In the previous post, I said I wanted to be done by December 18, and I also estimated that the book, now at 120K words, would end up at 150K. In the comments to that post, an anonymous poster* pointed out that I was saying I'd write 30,000 (good, final) words in 23 days.
Hmm. That does seem unlikely. So maybe I won't make that deadline. It would be very convenient if I did, but of course I can't let that take precedence over the quality of the end result. In addition to the new words, I do have a lot of fixing up to do. My file of notes to myself has grown unnervingly large. Taking care of those will take some time and may include some beating of head against wall.
The title of this post refers to something that happened at one of my previous places of employment. It was a (very major) software company, and we were all working madly to get the next version of one of the main products ready to ship by the dumb, arbitrary deadline (pulled out of thin air by the marketing department, as is normally the case in the software biz).
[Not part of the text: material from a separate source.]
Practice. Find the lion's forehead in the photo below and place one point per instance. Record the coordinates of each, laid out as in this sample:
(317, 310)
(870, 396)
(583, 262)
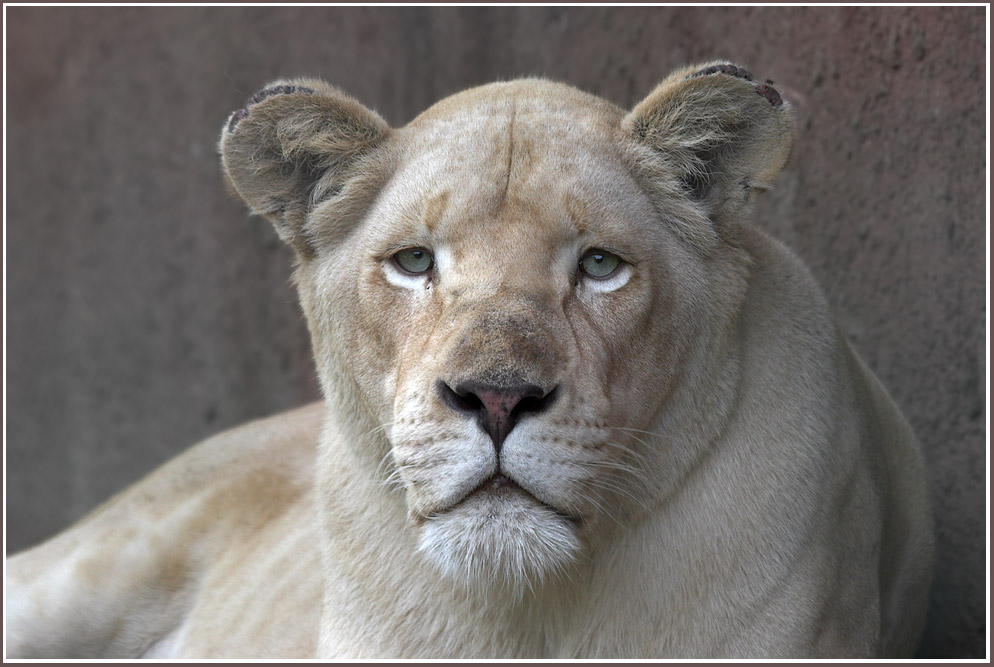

One of the high-up managers said in a meeting that we had to make the deadline, and if we thought we couldn't do all the necessary stuff in time, we would just have to "ratchet down the quality knob." Wouldn't customers have loved to know about that!
Well, I ain't gonna ratchet down no quality knob with this book. Or any other.
* The post shows as anonymous now, but I just switched to the new version of Blogger, and I don't know if that caused poster IDs to vanish.
2 comments:
Okay. While I can neither confirm nor deny that I was in fact the anonymous poster that caused you such distress, I CAN say that there's a very good chance said anonymous poster intended that as a compliment.
Apparently, this Blogger upgrade messed with the both of us -- I don't know how I (um, I mean the anonymous poster) managed to leave of my (his?) tag.
Look! Up in the sky! It's --
Chris! It's you!
The comment didn't really cause me distress, and I did take it as a compliment. However, it was also a good dose of reality.
I have to remind myself that, given how many years it's been since I got the idea for this novel and wrote the first few words of it, it would be absurd to worry about finishing it a month or two or three (or ... ) later than I'd been hoping.